Il comprit qu’il lui fallait mieux regarder le sol, s’approcher des êtres qui y couraient égarés depuis toujours, prêts à toutes les catastrophes pour se rassembler et vivre la chaleur des certitudes. Il modifia donc ses données balistiques et envisagea des paramètres nouveaux. Par ouï-dire il avait appris que l’infection retombait toujours sur le sol et que les effluves se dissipaient à l’instant dans la vapeur des altitudes. Son odorat s’était affiné mais sa vue baissait. Il sentait le monde mais n’en voyait plus que de lointains contours.
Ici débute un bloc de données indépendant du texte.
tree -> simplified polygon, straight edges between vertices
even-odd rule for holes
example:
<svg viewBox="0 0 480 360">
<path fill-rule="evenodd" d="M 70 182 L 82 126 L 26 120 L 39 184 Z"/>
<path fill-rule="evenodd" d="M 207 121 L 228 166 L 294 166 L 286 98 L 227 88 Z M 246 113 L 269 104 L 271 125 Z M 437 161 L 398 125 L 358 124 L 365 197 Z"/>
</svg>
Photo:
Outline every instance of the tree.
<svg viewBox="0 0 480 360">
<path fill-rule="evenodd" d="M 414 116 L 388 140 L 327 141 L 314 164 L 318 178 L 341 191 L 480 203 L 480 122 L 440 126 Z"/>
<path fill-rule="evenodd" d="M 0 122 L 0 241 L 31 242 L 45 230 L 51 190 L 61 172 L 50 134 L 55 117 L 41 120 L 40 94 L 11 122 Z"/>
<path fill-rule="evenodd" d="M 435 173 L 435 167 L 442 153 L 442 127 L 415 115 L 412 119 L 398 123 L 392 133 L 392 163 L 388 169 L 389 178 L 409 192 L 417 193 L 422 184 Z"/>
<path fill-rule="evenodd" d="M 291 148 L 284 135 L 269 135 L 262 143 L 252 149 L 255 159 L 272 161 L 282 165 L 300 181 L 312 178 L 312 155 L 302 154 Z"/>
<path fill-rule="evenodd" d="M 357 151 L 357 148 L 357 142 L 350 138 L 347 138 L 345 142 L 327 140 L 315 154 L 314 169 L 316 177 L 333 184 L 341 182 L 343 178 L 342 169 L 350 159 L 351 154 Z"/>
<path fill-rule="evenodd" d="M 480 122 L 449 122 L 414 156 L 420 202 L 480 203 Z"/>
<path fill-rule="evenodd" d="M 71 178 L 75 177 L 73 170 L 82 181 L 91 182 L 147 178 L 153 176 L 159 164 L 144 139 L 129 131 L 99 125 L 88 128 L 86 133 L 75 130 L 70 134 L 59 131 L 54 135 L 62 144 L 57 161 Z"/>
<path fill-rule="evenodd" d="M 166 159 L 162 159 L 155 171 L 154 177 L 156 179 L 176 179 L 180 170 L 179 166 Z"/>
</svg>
Il lui fallait redescendre et observer le grouillement pour mieux en tenir compte dans ses rêves d’envol. Sauter dans les airs infectés était maintenant son lot. 

La ligne ne bougeait pas. Il avait perdu de son énergie d’antan. Les villes, les champs, les routes étaient si belles de là-haut, sans ceux qui y vivaient, loin  des contingences de ses contemporains. 

En apnée, les yeux fermés, il ne savait comment exactement, mais il devait poursuivre son entraînement, c’était en lui comme une mission, une injonction secrète : sauter la ligne, éternellement, comme si elle n’était plus qu’une invite à un sublime dépassement. En aveugle il se remit à sauter et peu à peu il se dispersa dans les nuages et retomba là où il ne le devait pas. La puanteur l’avait détourné de sa trajectoire. Il atterrit dans des terres étrangères, bien loin de la ligne et il perdit ses marques. 

Il erra tout un temps dans de vagues régions. Personne ne fit attention à lui. La puanteur était semblable mais il avait perdu le goût des sauts et des exercices extravagants. Il trouva d’autres lignes mais le plaisir de sauter s’était éteint. 

Il était devenu une masse trop lourde, un corps sans élégance, il s’encombrait lui-même. Les temps étaient rudes pour les sauteurs ratés.  L’époque réclamait des boeufs. Il l’avait oublié. 

30 novembre 2007

Paru dans Marginales « Le terme, vraiment? » n° 268, hiver 2007.